The Sadist Assault on the ‘Coldplay Couple’
21st July 2025
I wish I didn’t know who Andy Byron and Kristin Cabot are. As you no doubt know by now, the Astronomer CEO and his firm’s HR chief were caught on the jumbotron at a Coldplay concert. He tried to sneak away, while she covered her face, but it was too late. Someone posted the footage online. A pile-up ensued. And their lives were turned upside down.
As I say, I wish I didn’t know who they are. And that’s because any of us might, for any particular reason, become Andy Byron or Kristin Cabot: flawed people in the wrong place at the wrong time. Anybody can make a bad-but-irrelevant-to-the-rest-of-us mistake on camera and face personal destruction. What such episodes reveal is a pathology in the social body, and the desperate need for a new ethic of privacy.
The “Coldplay-concert-couple” story is fundamentally irrelevant and effectively contentless, telling us nothing about the world, about ourselves; it isn’t particularly funny or tragic or profound. There is no pathos, no insight. True, the current culture on X and other social-media apps is perhaps less immediately destructive than it was during peak woke (circa 2017 to 2021). Still, the viral potential of these kinds of stories is a warning sign that our culture is obsessed with shame, surveillance, and control. An obsession with other people’s private lives is a sickness.
Yeah, well, in the modern world, there’s a lot of sickness going around. Other people aren’t seen as actual, you know, people, but rather as prey.
July 22nd, 2025 at 16:50
I don’t agree.

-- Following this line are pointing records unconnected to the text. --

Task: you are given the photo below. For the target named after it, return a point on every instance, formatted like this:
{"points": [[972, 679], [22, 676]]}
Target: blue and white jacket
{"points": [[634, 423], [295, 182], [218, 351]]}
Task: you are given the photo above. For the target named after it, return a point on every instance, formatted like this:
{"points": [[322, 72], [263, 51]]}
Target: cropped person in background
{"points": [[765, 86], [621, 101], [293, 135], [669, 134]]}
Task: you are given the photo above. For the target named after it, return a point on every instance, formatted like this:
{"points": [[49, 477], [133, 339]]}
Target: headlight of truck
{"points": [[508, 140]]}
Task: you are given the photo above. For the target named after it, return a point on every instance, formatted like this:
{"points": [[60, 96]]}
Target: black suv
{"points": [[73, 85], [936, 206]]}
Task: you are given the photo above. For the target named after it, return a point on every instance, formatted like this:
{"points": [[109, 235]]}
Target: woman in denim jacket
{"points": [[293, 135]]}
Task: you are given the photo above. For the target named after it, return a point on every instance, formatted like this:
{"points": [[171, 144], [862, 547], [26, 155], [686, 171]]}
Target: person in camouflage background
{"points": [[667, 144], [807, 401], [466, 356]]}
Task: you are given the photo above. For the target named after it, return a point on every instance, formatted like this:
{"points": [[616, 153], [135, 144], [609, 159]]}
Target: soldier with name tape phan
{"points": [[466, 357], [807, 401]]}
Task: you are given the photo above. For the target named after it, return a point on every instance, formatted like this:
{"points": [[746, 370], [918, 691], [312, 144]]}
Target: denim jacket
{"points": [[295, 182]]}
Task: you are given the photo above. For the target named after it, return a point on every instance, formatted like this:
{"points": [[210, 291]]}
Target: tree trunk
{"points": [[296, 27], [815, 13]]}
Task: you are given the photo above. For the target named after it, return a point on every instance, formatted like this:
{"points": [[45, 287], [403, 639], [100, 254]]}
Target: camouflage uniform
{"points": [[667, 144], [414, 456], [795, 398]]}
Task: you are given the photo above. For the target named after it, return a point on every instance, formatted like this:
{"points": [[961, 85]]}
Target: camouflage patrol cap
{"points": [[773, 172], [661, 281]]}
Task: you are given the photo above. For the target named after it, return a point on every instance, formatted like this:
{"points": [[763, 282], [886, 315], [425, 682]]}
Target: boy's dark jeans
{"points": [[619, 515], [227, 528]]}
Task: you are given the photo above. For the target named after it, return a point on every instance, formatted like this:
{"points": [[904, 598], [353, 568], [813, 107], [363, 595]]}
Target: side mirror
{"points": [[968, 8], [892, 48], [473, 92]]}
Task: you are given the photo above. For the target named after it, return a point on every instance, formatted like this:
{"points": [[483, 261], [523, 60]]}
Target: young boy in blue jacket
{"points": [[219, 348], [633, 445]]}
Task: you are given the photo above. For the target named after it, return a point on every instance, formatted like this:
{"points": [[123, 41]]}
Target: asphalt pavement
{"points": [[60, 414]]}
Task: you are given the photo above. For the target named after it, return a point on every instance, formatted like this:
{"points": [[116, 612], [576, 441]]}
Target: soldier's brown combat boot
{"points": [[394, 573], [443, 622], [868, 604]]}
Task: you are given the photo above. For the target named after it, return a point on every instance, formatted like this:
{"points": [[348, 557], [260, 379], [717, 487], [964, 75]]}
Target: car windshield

They were each allegedly cheating on – betraying – someone to whom they’d given a profound commitment, and smugly thinking they’d gotten away with their personal treachery. Not to mention their kids if there were any. Secondly they proved beyond doubt their own gross stupidity. Everyone knows there are multiple cameras at these events. Professionally they were expected to demonstrate intelligence, not stupidity. They chose the latter. Personal fail, professional fail – they deserved what they got.
July 22nd, 2025 at 17:30
To your first point, I would say: So what? What business is that or yours or mine? To paraphrase an American President, we are the friends of morality everywhere but the guardians only of our own.
To your second: Gross stupidity? Failing to think things through is one of the hallmarks of modern society. We see people every day who are more stupid than we expect them to be (I’m looking at you, politicians). In a world where people walk down the street looking at their phones and risking getting run over by traffic, this seems to me fairly minor. I could give you a long list of people whom we might professionally expect to act intelligently–which they do in some areas of life, and which they don’t in other areas of life (I’m looking at you, Jeff Bezos and Bill Gates)–and that’s just the way people are.
I don’t say that they don’t deserve what they got. I merely say that it reflects a very disturbing and degenerate tendency within modern society to stick one’s nose in things that are not one’s business. We are increasingly living in a world of Nosy Parkers (I think the term “Karen” fits here), and I wish people would stop doing that shit. (Yeah, and while I’m at it I’ll wish for a pony….)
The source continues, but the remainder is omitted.